No tenemos un Estado eficiente, ni en lo que se refiere a la Administración central ni tampoco a las Administraciones autonómicas y locales. No hay por que negar la voluntad de querer hacerlo bien, pero se echa en falta coordinación, vigilancia y control, así como transparencia. En muchos de sus representantes, asoma la escasa formación, brilla la prepotencia y se echa de menos la ilusión y el empuje, en tanto sobra el clientelismo, la devoción sin fisuras al líder, la sustitución del programa de actuación por la improvisación y el abuso de poderes. Habría que echar la culpa a muchos factores, propios de nuestra falta de tradición de buen control administrativo y de la forma como se seleccionan los que arriban a la política. De forma más importante que a los elementos ideológicos.
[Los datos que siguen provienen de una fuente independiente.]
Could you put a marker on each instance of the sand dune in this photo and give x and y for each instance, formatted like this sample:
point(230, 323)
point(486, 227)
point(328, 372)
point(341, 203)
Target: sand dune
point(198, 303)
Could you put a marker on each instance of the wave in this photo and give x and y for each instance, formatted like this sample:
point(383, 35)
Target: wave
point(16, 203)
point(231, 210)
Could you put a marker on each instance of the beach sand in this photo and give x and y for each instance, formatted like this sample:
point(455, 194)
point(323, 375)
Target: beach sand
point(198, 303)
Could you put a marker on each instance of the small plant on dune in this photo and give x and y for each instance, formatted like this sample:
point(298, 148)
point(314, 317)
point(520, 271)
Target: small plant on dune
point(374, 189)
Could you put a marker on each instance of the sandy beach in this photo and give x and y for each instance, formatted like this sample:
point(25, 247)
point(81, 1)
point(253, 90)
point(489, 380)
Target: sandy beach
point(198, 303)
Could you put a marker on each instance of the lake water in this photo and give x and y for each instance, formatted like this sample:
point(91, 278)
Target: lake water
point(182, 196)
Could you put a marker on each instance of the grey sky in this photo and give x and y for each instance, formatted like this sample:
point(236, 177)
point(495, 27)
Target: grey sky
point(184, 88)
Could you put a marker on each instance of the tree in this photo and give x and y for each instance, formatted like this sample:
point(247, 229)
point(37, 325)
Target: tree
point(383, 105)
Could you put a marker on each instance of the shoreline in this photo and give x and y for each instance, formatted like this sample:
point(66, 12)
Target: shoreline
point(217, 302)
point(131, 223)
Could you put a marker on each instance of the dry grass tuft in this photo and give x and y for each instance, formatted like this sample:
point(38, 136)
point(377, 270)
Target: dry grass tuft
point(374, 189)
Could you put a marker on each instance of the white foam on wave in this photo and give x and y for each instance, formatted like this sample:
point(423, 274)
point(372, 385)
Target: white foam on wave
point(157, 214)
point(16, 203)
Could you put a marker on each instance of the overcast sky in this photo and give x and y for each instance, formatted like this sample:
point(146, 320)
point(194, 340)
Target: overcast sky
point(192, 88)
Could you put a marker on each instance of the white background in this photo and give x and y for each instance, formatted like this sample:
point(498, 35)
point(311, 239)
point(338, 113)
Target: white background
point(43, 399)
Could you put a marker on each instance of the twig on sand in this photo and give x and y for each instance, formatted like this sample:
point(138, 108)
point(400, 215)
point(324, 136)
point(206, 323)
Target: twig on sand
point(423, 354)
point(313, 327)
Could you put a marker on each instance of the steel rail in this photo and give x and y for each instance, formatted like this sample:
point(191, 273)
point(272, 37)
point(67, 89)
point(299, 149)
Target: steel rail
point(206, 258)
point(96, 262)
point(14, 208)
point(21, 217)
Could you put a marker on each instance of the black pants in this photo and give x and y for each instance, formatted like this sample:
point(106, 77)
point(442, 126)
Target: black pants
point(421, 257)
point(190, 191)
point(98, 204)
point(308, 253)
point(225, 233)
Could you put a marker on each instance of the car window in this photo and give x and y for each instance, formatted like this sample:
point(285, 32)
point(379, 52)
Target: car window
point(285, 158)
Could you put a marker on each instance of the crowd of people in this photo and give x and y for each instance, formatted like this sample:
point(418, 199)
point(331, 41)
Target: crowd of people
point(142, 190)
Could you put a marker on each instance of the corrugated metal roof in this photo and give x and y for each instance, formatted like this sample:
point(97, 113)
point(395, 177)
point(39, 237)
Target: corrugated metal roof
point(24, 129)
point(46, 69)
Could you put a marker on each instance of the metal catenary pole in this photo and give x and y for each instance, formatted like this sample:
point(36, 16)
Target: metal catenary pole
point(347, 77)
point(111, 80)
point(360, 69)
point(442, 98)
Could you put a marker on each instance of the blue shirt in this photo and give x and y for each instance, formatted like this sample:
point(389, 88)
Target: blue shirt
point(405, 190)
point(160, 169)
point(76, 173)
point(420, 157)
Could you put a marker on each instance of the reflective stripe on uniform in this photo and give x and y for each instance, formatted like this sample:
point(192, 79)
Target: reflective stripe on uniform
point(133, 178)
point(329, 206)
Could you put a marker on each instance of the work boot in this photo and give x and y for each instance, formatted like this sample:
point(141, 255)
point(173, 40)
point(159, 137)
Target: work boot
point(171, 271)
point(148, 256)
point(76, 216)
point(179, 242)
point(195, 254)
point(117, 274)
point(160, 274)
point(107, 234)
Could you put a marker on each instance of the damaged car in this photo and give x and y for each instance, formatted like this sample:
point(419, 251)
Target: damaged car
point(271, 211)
Las últimas elecciones regionales han alimentado una peligrosa deriva sentimental, que ha avivado el sentido localista en detrimento de la idea de comunidad estatal. Quizá por efecto contagio, la recién nombrada delegada del Gobierno, María González, en una presentación conjunta con el alcalde de Madrid, de las medidas de coordinación para que las fiestas de San Isidro de este año de 2021 se desarrollen sin problemas, argumentó, en réplica a la argumentación de José Luis Martínez Almeida acerca de la marginación de Madrid por el Gobierno central, y que debería criticar, como “alcalde de todos los madrileños”, que ella “siempre defendería al Gobierno”.
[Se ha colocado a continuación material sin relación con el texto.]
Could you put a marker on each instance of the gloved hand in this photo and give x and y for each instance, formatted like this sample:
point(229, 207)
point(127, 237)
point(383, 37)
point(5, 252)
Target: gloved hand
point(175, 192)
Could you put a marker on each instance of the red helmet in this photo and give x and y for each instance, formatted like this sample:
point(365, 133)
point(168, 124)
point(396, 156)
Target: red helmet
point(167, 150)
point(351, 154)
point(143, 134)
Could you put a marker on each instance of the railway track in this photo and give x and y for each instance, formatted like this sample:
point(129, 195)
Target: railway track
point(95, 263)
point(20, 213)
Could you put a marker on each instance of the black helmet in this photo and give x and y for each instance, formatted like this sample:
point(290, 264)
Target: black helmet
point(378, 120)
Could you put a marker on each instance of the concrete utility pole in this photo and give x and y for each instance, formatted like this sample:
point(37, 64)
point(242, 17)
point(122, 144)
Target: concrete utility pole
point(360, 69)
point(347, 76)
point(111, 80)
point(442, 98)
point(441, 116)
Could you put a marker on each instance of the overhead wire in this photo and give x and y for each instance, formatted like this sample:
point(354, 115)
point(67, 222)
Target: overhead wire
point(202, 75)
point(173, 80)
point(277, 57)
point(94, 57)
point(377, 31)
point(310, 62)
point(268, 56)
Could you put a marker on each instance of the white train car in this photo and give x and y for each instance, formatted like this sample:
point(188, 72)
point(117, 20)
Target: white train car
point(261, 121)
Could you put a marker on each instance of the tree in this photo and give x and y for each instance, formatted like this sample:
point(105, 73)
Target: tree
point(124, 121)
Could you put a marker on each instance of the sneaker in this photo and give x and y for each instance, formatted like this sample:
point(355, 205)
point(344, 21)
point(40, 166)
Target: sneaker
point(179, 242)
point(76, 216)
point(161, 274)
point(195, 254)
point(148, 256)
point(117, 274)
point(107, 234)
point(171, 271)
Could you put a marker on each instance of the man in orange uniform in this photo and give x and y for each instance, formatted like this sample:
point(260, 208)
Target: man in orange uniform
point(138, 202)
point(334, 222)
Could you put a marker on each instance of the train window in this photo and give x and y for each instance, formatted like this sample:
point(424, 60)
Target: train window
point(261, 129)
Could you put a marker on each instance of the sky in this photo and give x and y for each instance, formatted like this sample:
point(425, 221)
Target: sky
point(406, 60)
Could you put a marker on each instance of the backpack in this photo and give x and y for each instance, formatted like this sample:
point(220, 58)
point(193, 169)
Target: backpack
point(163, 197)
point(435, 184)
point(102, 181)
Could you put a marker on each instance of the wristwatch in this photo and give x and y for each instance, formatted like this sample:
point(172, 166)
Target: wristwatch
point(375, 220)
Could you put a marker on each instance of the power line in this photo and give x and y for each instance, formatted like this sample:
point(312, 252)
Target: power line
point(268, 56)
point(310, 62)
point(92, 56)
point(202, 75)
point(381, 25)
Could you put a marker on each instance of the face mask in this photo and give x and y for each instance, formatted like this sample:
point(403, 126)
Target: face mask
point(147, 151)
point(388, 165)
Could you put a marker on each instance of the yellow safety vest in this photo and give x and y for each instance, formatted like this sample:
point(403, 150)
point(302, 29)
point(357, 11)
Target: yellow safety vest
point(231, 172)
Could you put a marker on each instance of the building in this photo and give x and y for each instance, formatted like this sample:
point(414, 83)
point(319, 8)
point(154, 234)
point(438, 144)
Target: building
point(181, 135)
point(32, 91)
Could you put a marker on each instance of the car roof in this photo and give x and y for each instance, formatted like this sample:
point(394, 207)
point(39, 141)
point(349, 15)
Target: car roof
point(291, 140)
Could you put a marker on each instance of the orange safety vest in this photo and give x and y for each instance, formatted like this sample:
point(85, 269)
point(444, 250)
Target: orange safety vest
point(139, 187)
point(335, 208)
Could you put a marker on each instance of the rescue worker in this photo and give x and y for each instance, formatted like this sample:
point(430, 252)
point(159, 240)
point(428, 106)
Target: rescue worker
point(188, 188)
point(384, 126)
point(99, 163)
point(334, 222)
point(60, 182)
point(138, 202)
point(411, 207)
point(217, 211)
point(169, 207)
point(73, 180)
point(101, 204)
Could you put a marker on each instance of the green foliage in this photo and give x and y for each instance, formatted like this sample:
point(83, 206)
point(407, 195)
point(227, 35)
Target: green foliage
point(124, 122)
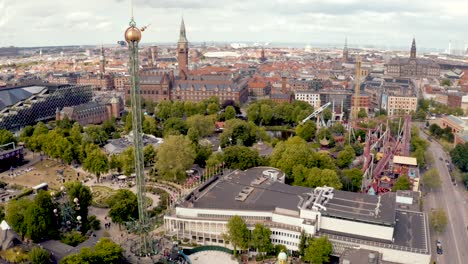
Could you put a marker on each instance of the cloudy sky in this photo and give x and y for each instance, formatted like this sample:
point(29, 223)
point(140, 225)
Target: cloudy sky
point(383, 23)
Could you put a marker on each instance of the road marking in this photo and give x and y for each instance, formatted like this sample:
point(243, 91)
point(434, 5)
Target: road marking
point(452, 229)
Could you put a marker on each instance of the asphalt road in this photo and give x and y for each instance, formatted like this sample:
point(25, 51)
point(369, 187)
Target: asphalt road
point(454, 200)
He aquí, en fiel caricatura, una de las claves de la actual situación política: al elegir el gobierno de Madrid como objetivo de las críticas, demorando actuaciones y restándole apoyos económicos, ha sensibilizado al pueblo madrileño del ataque.
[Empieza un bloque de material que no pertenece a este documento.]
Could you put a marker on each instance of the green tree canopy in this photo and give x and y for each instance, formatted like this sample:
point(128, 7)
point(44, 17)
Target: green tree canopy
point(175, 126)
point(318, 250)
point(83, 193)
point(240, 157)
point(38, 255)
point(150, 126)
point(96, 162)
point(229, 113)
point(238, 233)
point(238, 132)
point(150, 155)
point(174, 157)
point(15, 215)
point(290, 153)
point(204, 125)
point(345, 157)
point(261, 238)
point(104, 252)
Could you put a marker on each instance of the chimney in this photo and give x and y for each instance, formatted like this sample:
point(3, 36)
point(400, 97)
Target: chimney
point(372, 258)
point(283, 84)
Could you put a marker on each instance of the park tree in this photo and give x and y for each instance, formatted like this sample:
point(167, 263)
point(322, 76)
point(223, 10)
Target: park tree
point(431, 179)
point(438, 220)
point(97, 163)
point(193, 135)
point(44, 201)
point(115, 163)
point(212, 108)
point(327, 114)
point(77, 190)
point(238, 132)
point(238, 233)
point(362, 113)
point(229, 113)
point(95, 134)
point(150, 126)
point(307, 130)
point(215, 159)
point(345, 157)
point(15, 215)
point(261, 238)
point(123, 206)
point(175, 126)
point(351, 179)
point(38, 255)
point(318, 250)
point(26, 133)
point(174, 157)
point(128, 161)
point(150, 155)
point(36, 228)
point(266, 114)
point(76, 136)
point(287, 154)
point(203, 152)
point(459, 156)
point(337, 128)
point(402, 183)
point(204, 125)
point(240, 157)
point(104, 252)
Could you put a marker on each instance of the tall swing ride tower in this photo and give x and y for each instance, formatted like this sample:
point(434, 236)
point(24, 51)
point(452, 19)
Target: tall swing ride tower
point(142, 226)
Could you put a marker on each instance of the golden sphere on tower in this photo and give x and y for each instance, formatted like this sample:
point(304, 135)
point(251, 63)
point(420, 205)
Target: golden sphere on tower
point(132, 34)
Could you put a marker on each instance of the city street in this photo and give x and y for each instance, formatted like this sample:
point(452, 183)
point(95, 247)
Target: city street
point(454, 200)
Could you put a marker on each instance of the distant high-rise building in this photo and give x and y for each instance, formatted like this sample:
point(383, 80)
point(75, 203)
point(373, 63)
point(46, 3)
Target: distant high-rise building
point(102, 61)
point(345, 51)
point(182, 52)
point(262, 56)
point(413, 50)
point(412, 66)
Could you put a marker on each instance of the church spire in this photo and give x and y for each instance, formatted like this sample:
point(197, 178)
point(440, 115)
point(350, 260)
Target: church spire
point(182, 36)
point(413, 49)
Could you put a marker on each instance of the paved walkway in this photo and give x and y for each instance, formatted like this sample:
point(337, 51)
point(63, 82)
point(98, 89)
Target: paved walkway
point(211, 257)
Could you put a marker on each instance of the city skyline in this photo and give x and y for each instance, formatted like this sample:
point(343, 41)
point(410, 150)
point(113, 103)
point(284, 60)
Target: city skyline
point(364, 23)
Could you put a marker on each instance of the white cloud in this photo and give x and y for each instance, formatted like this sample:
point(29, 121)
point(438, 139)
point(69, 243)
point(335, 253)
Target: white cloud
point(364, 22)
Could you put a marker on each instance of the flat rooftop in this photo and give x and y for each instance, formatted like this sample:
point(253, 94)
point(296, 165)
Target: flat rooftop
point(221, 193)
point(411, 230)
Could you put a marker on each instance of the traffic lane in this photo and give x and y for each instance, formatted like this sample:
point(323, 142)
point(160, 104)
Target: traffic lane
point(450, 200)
La regionalización de la política nos está haciendo mucho daño colectivamente. La situación catalana, de extrema ravedad y difícil solución, tuvo orígenes triviales. Lo comenté hace ya más de dos años, al referirme a una inscripción que ví en uno de los observatorios ornitológicos de la Bassa de l´Alfacada,
Ni Cataluña afecta solo a los catalanes ni Madrid es reducto de los madrileños. Ambas comunidades son tierra de acogida y no existe espacio para un nacionalismo reduccionista. Ni España nos roba, ni Madrid está siendo atacada, ni Cataluña será mejor independiente y libre, porque esos términos no tienen realidad fuera de la política. De la mala política. No pueden, ni deben tenerla, además. Significaría desligarse de la solidaridad que está expresa en nuestra Constitución como un mandato ineludible, marcando el camino de la vocación de un futuro mejor conjunto, como un solo Estado, un solo país, una sola dirección.